Wednesday

Nigeria: The Tax Alternative

As cash-strapped Nigeria looks for ways to shore up its dwindling revenue, leaders now in search of ideas on how to turn around the national economy merely look back to the past in nostalgia and call for a resort to a better system of taxation on the citizens.
This is not only simplistic, it advertises a complete flight from the rigour which the Nigerian crisis demands. Better taxation may be one of the solutions but even so, many other variables will have to be in place before it can be an effective one.
Governor Adams Oshiomhole of Edo State is among those voicing a return to stringent tax rule as the way out of the country's current crisis. While noting that the Federal Government must deepen its internally generated revenue as it is done in the developed world, the governor said, "central to every debate to every country with mature democracy is the issue of tax payment. We have to find the courage to be firm and just and we have to give commensurate service." In the same vein, the Governor of Kwara State, Abdulfatah Ahmed said he would prioritize tax collection in his state, especially efficiency of collection, administration and management in order to generate funds for infrastructural development.
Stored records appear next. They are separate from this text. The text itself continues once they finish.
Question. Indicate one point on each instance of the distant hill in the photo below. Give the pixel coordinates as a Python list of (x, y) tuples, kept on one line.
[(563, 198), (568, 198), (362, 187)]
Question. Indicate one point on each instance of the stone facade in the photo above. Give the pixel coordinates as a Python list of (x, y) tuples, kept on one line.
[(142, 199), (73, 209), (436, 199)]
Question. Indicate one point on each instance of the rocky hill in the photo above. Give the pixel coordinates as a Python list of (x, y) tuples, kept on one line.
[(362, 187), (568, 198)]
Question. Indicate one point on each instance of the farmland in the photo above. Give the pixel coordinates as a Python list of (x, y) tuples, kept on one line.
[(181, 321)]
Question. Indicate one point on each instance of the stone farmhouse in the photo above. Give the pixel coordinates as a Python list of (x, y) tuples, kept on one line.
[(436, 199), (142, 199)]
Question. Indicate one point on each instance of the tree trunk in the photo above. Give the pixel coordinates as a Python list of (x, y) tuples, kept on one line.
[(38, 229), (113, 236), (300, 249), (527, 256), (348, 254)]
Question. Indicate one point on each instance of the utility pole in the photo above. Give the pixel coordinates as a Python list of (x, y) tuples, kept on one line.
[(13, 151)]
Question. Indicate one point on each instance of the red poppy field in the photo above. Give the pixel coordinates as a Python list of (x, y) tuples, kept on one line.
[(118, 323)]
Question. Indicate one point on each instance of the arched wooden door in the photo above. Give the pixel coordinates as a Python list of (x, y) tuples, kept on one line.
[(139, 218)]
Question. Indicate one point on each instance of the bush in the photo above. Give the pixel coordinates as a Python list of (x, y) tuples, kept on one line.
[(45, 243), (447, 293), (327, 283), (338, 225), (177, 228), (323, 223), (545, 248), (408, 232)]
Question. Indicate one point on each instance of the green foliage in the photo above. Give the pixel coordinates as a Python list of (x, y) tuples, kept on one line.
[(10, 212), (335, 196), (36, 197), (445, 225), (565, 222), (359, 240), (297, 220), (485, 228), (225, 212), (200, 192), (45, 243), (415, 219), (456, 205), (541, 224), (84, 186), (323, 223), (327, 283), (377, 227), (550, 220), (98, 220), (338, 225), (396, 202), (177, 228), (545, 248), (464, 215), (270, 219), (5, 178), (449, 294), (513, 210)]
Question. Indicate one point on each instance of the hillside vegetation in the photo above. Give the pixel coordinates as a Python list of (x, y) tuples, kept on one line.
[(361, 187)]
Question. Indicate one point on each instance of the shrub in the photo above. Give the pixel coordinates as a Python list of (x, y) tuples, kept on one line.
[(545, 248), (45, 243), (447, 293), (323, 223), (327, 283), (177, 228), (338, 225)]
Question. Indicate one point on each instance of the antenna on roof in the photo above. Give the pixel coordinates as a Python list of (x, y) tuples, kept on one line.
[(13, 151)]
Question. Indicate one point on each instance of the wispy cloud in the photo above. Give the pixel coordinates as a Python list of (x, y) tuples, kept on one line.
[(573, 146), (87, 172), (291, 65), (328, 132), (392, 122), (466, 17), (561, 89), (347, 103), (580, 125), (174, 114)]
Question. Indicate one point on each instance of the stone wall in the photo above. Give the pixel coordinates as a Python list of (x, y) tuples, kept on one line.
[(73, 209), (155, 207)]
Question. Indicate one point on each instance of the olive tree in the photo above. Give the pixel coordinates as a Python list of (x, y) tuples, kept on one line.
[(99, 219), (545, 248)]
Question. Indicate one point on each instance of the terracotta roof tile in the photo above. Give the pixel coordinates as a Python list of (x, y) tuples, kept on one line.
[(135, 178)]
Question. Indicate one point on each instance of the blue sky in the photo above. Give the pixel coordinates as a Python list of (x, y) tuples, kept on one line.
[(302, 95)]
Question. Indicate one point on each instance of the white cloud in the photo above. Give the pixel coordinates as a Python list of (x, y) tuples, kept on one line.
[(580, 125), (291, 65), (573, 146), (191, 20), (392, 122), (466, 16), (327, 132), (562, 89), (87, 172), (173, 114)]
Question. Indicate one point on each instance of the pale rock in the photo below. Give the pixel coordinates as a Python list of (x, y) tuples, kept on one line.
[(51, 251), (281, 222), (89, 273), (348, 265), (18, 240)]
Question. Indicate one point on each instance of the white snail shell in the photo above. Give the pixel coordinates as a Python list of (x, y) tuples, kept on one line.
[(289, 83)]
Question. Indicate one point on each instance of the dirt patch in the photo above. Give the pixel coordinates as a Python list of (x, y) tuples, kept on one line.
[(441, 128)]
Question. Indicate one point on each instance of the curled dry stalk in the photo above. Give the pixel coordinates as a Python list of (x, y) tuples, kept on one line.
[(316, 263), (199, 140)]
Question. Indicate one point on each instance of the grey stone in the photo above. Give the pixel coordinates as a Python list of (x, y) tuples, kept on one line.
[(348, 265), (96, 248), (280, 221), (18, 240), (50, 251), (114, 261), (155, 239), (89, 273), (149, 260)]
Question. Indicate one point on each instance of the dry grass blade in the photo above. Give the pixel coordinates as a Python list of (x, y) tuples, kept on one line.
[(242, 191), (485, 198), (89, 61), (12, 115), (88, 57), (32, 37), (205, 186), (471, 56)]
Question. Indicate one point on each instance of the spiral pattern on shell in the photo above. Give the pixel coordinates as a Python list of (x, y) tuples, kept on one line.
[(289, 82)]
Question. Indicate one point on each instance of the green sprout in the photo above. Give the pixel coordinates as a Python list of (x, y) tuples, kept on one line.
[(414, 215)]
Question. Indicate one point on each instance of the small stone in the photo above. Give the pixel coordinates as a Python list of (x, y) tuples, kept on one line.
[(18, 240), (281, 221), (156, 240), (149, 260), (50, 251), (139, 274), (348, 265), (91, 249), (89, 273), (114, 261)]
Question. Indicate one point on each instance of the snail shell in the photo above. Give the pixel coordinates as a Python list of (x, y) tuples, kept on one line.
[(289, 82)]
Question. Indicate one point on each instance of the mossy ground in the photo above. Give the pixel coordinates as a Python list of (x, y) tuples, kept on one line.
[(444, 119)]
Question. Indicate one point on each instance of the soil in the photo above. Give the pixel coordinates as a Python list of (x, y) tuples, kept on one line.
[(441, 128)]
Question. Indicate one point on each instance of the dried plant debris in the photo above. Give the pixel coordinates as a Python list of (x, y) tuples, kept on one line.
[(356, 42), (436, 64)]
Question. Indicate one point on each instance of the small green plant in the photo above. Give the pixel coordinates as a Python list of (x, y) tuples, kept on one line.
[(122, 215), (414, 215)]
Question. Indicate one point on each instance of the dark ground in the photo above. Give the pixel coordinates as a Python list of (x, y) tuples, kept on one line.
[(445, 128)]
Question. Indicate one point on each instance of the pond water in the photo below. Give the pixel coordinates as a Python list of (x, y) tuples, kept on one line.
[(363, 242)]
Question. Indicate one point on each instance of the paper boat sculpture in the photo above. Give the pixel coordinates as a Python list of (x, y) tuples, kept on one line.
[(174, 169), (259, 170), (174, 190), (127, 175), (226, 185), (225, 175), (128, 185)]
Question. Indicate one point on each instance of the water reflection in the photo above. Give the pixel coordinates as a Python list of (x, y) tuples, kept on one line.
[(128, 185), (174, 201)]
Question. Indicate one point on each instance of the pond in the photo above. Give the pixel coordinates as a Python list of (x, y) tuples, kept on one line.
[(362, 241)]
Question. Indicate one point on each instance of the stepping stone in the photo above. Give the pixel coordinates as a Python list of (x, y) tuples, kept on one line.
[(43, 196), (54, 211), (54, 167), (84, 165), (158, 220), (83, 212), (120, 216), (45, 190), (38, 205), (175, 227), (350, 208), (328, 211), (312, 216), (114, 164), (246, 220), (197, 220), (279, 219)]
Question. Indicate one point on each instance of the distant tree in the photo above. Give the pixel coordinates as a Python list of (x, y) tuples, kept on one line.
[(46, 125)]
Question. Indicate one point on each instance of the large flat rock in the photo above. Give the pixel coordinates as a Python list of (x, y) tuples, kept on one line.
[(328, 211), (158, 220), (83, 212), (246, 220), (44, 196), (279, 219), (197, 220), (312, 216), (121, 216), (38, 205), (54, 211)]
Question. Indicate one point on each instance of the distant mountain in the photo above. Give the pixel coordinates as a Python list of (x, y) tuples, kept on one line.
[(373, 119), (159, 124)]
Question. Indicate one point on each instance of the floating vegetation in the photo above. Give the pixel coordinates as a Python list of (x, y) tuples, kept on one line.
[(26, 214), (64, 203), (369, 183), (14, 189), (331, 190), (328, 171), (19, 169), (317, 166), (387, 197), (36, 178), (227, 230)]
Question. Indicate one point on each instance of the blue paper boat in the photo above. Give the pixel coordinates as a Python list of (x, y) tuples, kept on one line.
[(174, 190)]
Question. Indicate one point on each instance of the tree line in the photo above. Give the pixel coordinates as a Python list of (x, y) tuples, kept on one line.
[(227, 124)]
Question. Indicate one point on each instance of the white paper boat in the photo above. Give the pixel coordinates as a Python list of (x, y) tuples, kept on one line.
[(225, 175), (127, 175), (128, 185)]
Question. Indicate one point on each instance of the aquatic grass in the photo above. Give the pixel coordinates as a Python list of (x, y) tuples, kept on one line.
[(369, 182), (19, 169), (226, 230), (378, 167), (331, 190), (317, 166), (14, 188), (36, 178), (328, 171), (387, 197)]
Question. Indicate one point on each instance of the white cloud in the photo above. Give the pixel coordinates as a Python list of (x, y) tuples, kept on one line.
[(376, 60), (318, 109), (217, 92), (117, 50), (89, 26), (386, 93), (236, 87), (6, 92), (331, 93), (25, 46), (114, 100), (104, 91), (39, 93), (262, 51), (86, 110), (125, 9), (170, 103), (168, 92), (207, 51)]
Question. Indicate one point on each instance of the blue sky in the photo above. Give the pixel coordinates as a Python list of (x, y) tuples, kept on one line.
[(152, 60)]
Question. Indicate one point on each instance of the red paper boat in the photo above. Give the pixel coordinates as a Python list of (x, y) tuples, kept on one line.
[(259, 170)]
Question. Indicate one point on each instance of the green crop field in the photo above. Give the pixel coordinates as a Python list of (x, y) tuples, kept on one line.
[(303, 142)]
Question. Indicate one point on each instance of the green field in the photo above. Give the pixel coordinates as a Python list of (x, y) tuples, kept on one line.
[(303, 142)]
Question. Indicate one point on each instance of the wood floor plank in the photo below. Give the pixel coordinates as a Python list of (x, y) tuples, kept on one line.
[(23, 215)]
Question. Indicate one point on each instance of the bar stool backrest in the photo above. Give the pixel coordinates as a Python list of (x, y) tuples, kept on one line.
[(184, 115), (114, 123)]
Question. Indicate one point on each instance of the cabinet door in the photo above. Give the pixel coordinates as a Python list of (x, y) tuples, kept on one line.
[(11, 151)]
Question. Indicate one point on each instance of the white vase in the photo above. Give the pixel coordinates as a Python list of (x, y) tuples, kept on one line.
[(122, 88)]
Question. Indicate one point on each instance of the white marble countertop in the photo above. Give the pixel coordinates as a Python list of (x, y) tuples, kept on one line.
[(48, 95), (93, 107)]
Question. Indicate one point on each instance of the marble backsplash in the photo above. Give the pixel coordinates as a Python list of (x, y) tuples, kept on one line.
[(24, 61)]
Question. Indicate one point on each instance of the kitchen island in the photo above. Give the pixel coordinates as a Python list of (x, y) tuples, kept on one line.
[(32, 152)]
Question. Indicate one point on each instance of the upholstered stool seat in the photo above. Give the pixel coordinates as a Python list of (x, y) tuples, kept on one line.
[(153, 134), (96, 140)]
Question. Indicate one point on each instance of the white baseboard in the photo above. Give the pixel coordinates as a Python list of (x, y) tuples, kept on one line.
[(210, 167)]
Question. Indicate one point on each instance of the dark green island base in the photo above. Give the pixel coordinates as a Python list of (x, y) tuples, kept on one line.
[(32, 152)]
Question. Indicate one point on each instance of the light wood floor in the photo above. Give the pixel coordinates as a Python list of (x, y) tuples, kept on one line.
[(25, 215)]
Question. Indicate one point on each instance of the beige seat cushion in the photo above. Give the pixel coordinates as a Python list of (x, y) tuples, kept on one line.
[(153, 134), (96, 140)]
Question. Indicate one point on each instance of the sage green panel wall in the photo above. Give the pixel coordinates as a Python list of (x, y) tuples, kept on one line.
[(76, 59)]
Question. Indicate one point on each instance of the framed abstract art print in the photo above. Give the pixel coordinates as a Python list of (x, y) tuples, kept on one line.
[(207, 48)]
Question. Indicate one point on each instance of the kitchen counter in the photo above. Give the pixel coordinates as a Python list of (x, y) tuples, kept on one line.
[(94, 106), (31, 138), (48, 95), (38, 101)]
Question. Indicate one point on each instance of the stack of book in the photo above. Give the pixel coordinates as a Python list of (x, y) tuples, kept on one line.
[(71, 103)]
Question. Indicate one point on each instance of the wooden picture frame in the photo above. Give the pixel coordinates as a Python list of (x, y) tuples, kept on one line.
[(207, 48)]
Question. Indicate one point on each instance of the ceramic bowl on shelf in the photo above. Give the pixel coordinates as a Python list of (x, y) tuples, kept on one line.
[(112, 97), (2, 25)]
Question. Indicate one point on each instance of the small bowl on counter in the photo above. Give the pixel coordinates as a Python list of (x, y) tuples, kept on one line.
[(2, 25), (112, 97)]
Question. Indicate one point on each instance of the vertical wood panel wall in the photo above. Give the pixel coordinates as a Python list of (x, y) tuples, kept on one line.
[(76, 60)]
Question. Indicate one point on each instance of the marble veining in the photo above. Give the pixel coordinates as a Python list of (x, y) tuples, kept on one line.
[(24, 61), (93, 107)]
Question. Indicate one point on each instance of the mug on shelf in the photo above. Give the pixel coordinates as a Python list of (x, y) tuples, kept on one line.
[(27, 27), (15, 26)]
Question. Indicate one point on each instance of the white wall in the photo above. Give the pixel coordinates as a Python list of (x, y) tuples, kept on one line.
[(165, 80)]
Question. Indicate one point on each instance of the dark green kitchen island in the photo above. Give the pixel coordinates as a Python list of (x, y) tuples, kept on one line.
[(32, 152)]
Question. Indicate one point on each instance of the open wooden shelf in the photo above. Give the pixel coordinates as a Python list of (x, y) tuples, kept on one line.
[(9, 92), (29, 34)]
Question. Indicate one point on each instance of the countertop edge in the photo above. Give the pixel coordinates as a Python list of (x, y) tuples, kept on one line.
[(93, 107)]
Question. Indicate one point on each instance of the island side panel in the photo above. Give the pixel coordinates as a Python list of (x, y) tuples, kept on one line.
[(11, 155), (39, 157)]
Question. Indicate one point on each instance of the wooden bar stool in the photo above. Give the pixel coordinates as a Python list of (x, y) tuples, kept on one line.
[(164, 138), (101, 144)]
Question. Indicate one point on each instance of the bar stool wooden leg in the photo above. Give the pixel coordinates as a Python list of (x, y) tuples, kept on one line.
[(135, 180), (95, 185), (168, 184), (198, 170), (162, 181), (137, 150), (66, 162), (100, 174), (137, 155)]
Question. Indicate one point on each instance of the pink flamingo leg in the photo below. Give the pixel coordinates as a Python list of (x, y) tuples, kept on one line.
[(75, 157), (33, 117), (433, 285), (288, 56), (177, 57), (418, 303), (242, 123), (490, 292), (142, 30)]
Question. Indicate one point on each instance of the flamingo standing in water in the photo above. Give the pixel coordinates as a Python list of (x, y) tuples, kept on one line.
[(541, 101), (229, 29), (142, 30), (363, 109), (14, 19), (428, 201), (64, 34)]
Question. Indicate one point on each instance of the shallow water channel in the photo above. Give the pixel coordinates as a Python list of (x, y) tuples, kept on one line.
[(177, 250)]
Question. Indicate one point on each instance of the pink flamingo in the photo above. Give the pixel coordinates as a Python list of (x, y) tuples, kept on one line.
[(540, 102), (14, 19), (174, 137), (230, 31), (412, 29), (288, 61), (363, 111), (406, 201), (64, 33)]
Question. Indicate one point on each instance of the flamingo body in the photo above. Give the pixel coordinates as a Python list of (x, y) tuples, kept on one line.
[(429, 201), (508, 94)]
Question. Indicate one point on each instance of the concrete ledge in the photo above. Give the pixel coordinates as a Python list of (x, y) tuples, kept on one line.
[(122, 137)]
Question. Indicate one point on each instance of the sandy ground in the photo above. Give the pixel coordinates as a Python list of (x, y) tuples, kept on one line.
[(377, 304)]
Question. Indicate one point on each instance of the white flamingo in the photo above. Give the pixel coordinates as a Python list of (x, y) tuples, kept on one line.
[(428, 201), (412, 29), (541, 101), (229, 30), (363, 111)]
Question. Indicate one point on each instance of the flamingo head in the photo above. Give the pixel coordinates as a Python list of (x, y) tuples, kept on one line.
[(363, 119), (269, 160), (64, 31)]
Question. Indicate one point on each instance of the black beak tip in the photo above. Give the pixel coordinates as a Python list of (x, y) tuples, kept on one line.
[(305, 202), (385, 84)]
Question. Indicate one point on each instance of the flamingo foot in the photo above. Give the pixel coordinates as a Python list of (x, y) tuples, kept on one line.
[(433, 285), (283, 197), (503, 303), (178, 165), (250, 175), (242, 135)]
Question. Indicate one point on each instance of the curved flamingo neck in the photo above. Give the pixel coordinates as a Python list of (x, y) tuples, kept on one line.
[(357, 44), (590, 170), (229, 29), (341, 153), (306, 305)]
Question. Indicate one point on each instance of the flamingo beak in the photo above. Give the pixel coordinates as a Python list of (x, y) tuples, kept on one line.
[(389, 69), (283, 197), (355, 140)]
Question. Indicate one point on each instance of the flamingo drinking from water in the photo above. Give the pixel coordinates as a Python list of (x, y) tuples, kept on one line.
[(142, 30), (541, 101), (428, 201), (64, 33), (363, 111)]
Simultaneously, the Acting Chairman, Federal Inland Revenue Service (FIRS), Mr. Babatunde Fowler has called for a tax alternative to the dwindling national revenue during an interactive meeting with members of the Chartered Institute of Taxation of Nigeria (CITN) in Abuja. He said it should by now dawn on the people and government at all levels that the days of reliance on oil revenue often statutorily shared among the tiers of government were over and as a consequence, organisations and individual earning income must be willing to pay tax.